Pour étrange qu'il soit, cet hommage indirect n'est pas le plus baroque. A en croire cette vidéo, diffusée quelques années plus tôt, on voit des dizaines de Saoudiens, serrant de vraies fausses mains, pour prêter allégeance, selon la tradition, à des dirigeants qui n'avaient pas, eux non plus, le don d'ubiquité.
Mais cet hommage-allégeance n'est surtout pas le premier, sous les cieux algériens. En janvier dernier, au Congrès des maires d'Algérie, le portrait présidentiel avait été carrément «décoré» en présence du ministre de l'Intérieur et des collectivités locales. «Cela relève de la fiction», commente le site k-direct.info.
Au tour du site parodique El Manchar de railler à ce propos: «le portrait de Bouteflika annonce sa candidature pour la présidentielle de 2019.»
«Le portrait du Président s'est engagé également à être présent partout sur le territoire national: administrations publiques, entreprises, gares, aéroports, infrastructures sportives, évènements de tous types… etc. afin de montrer à la population sa grande disponibilité malgré les rumeurs qui courent sur lui», poursuit ce site satirique.
Depuis longtemps, les rumeurs les plus folles, comme les plus fondées, circulent, en effet, sur le compte du Président algérien. On attribue même certaines décisions à son entourage, comme son frère Saïd, qui disposerait du spécimen de signature. Des décisions qui seraient prises à l'insu du Président, mis devant le fait accompli, mais non moins validées par lui.
Dans le discours officiel, cependant, point d'allusion à ces magouilles se tissant à la faveur de l'état de santé de Bouteflika. Le Président est peut-être un peu fatigué. Ses (rares) apparitions, blème et face de carême, le démontrent amplement. Pour autant, il ne gouverne pas moins. Des propos corroborés par des sources diplomatiques.

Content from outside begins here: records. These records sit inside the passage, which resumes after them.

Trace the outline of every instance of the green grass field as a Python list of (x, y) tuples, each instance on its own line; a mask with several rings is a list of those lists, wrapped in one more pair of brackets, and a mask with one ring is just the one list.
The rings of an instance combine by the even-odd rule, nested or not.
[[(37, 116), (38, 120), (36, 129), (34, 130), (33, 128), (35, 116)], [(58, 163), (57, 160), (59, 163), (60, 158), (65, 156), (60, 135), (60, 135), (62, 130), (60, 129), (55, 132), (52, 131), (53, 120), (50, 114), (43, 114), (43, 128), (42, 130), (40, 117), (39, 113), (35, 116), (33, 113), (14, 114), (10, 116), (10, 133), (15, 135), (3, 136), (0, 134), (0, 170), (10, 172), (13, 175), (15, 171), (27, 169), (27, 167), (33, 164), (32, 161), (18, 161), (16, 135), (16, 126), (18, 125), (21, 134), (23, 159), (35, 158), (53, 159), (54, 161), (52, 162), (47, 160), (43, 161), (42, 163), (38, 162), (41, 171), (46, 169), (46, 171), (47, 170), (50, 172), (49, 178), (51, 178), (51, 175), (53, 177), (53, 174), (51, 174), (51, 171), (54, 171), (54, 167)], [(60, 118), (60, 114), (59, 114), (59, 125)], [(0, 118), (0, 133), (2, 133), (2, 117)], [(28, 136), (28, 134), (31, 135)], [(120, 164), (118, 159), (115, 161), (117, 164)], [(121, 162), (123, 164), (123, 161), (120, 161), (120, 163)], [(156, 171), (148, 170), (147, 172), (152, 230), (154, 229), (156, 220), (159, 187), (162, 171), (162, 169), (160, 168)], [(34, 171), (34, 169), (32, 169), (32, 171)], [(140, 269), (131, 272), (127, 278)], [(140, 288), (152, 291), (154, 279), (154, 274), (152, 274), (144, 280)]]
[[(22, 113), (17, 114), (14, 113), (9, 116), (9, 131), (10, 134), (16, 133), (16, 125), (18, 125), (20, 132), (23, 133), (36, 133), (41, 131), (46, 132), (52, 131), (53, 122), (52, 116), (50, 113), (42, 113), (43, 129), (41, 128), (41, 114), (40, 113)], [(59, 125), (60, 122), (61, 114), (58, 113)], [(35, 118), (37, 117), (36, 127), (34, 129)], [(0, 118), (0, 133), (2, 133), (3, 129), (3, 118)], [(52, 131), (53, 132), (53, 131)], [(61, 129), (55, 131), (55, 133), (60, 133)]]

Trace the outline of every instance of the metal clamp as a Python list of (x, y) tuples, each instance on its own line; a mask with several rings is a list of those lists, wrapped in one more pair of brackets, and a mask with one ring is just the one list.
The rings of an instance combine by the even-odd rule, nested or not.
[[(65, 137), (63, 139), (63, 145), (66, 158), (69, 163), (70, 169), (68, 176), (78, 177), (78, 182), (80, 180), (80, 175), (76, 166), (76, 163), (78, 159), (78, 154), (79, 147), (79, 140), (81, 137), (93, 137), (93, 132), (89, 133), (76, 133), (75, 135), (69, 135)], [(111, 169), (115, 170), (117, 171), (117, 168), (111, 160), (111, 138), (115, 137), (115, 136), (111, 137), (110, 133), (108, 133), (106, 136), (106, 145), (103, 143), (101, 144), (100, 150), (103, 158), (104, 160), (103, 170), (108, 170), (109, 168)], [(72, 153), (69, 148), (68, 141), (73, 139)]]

«Si son état de santé physique s'est bien dégradé, Bouteflika garde une lucidité intacte. Il travaille pendant quelques heures par jour et arrive à parler plutôt normalement. Il n'y a, pour le vérifier, qu'à débriefer les ambassadeurs qui viennent lui remettre leurs lettres de créance lorsqu'il est en mesure de les recevoir. Un ambassadeur asiatique m'a dit une fois que l'entretien a tellement duré, Bouteflika livrant son analyse, ponctuée de nombreuses références historiques et géopolitiques sur la région asiatique en question, que cet ambassadeur s'en était senti gêné», a déclaré une source indépendante et bien informée à Sputnik.
Autant dire que cette vivacité d'esprit ne pourrait qu'accréditer la thèse d'un 5e mandat. À défaut, un désistement à prévoir au profit du portrait…. Pour le bonheur de ceux qui peuvent très bien encadrer le Président.